Ein Datum für das Konsistorium gab der Vatikan bislang nicht bekannt. Pater Federico Lombardi hatte betont, Franziskus‘ Entscheidung sei eine „Absichtserklärung" – ob der Papst also für die Heiligsprechung des Konzilspapstes von der Anerkennung eines Wunder absieht oder ob ein solches noch bestätigt wird, steht also offen. Der Papst würdigte Johannes XXIII. zuletzt anlässlich dessen Todestages am 3. Juni. Im „evangeliengemäßen Gehorsam" liege der „Schlüssel zur Güte und zum Frieden von Papst Johannes" und „die Wurzel seiner Heiligkeit", sagte Franziskus bei einer Gedenkmesse für den Konzilspapst im Petersdom. Das von Johannes einberufene Zweite Vatikanische Konzil sei „Markstein der Kirche des 20. Jahrhunderts" und ein „Leuchtturm" für die Zukunft der Kirche, so der Papst weiter. Dazu Slawomir Oder:
„Eine eventuelle, zeitgleiche Heiligsprechung von Johannes Paul II. und Johannes XXIII. ist klar im Lichte des Zweiten Vatikanischen Konzils zu lesen. Es ist offensichtlich: Johannes XXIII. ist der Papst, der den Mut hatte, die Kirche dem Ereignis des Konzils gegenüber zu öffnen, der Papst, der mit seinem ganzen Pontifikat die Wegweisungen und den Geist des Konzils empfangen und diese durch sein Amt realisiert hat."
Im Fall von Johannes Paul II. hatte der Papst am vergangenen 5. Juli ein Wunder per Dekret anerkannt, das sich in Lateinamerika ereignet hatte. Monsignor Oder verrät im Gespräch mit Radio Vatikan Details der Begebenheit:
„Der Fall trug sich am Tag der Seligsprechung von Johannes Paul II. in Costa Rica zu. Eine junge Frau, die unter einem Hirnaneurysma litt, bat um die Fürsprache Johannes Paul II. und schloss sich über Fernsehen dem Gebet der ganzen Kirche für ihn an. Am Ende der Seligsprechung ist sie eingeschlafen und dann, als sie am Morgen aufwachte, hat sie gespürt, dass die Symptome der Krankheit verschwunden waren. Und eine innere Stimme sagte ihr: ,Steh auf, hab keine Angst, nimm dein Leben wieder auf.‘"

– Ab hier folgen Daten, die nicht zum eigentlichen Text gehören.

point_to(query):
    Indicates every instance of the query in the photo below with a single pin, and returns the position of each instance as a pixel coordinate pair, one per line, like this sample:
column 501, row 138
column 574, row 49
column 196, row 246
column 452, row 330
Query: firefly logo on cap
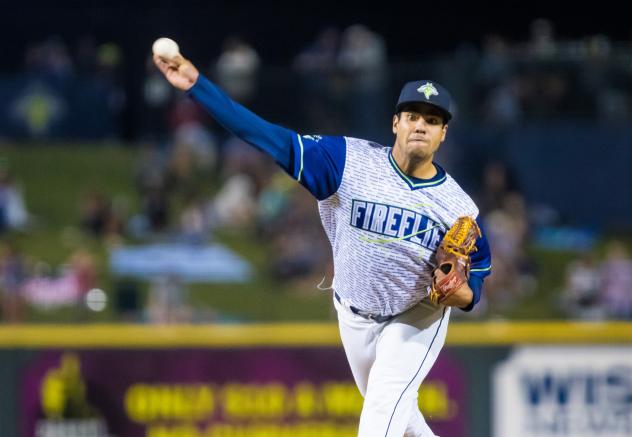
column 428, row 90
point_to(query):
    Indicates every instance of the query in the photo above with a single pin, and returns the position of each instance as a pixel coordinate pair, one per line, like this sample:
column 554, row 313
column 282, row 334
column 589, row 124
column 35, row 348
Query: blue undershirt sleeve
column 314, row 161
column 480, row 268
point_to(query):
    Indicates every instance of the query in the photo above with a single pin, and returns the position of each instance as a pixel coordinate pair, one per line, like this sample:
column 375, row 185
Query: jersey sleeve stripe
column 300, row 171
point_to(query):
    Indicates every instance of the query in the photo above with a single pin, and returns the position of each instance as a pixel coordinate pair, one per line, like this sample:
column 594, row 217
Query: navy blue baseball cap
column 426, row 91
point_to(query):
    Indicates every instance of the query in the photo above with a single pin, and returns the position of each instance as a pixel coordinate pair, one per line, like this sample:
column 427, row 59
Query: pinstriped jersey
column 385, row 227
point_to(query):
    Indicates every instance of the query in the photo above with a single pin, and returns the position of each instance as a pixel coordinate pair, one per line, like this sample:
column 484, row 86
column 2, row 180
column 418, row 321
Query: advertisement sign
column 568, row 391
column 213, row 393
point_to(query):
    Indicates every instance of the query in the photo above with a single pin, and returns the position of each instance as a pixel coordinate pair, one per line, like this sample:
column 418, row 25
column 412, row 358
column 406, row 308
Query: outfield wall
column 492, row 379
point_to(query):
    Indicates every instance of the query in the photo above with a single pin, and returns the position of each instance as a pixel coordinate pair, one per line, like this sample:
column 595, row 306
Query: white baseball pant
column 389, row 361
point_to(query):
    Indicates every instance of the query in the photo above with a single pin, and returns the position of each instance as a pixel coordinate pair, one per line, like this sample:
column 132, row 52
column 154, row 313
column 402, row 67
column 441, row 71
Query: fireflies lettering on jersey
column 396, row 223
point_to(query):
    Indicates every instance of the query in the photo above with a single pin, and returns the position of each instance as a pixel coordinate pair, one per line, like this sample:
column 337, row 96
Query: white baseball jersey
column 384, row 232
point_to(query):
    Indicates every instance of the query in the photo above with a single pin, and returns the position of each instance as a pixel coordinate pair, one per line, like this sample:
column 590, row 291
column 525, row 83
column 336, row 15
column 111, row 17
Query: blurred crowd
column 194, row 180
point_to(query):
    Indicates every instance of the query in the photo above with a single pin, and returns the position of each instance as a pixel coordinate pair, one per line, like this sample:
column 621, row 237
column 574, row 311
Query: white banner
column 555, row 391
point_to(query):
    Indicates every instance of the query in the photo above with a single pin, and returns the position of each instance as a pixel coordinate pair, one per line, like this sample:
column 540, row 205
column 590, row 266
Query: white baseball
column 165, row 48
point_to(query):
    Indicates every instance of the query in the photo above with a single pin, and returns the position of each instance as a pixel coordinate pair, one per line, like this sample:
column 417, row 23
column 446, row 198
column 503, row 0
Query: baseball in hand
column 165, row 48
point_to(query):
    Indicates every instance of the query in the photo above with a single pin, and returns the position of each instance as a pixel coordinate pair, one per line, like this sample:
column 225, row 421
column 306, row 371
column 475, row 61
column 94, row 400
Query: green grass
column 54, row 179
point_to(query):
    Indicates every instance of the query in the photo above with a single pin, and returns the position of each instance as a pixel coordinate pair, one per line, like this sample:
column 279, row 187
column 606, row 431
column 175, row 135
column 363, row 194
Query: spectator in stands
column 580, row 296
column 12, row 277
column 616, row 288
column 237, row 69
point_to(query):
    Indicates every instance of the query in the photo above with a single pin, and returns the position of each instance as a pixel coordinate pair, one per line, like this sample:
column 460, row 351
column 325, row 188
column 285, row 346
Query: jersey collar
column 416, row 183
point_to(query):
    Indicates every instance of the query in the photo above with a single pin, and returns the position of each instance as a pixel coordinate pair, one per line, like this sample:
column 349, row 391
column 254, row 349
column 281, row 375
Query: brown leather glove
column 453, row 258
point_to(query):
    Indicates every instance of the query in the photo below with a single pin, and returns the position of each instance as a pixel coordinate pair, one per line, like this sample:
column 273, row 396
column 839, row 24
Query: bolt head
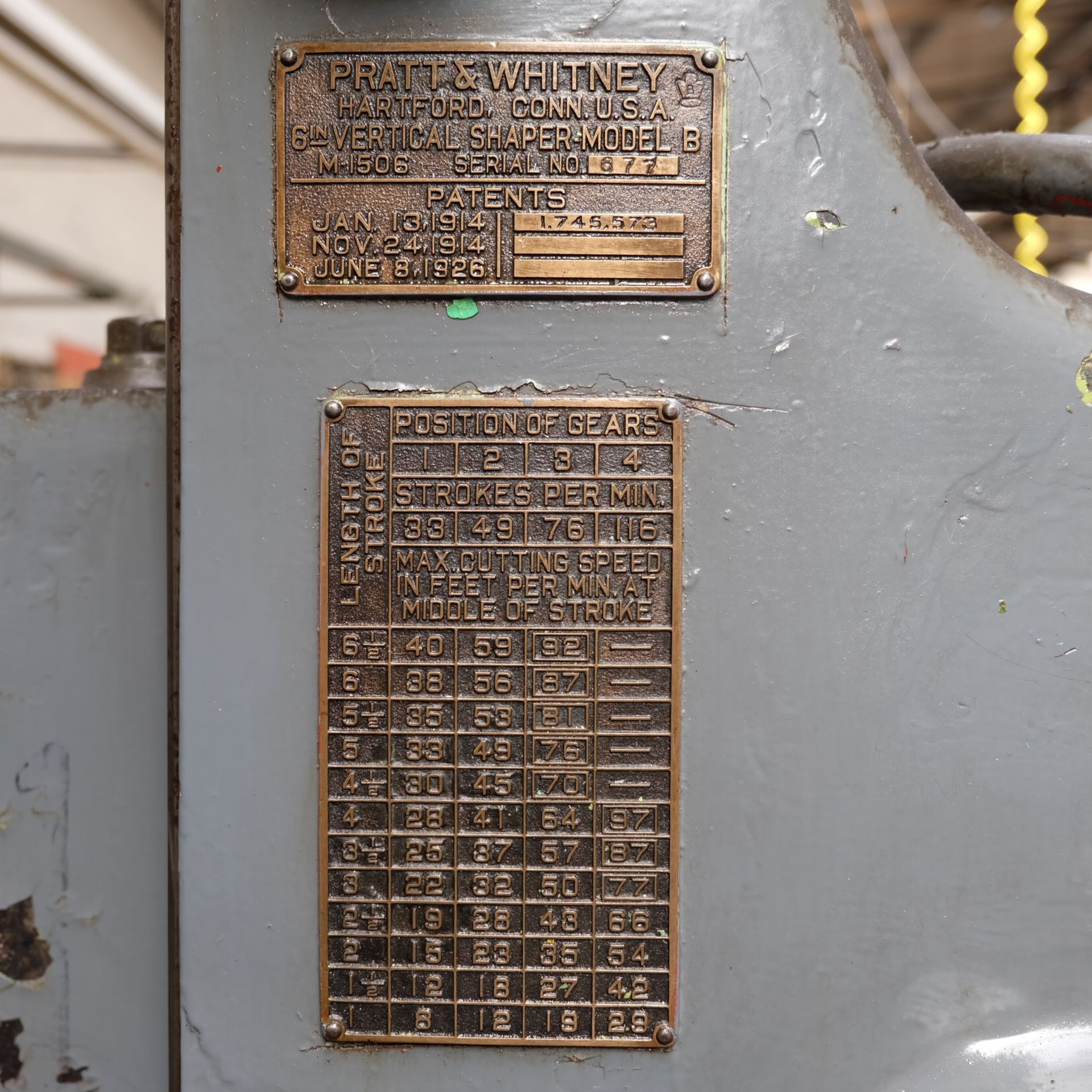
column 664, row 1035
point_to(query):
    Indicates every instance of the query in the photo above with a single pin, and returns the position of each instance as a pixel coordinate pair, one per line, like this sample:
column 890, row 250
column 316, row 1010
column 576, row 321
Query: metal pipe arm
column 1033, row 173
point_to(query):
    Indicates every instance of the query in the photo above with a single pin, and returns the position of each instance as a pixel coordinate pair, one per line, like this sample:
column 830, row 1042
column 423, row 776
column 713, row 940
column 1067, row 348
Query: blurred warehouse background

Papst Johannes Paul war am 1. Mai 2011 selig gesprochen worden. Beobachter halten eine Heiligsprechung des polnischen Papstes im Kontext des Hochfestes für den Seligen am kommenden 22. Oktober für möglich, wenn auch ein offizielles Datum bislang nicht bekannt wurde. Slawomir Oder zeigt sich im Gespräch mit Radio Vatikan überzeugt davon, dass auf die Heiligsprechung von Johannes Paul II. nicht mehr lang gewartet werden muss. (rv)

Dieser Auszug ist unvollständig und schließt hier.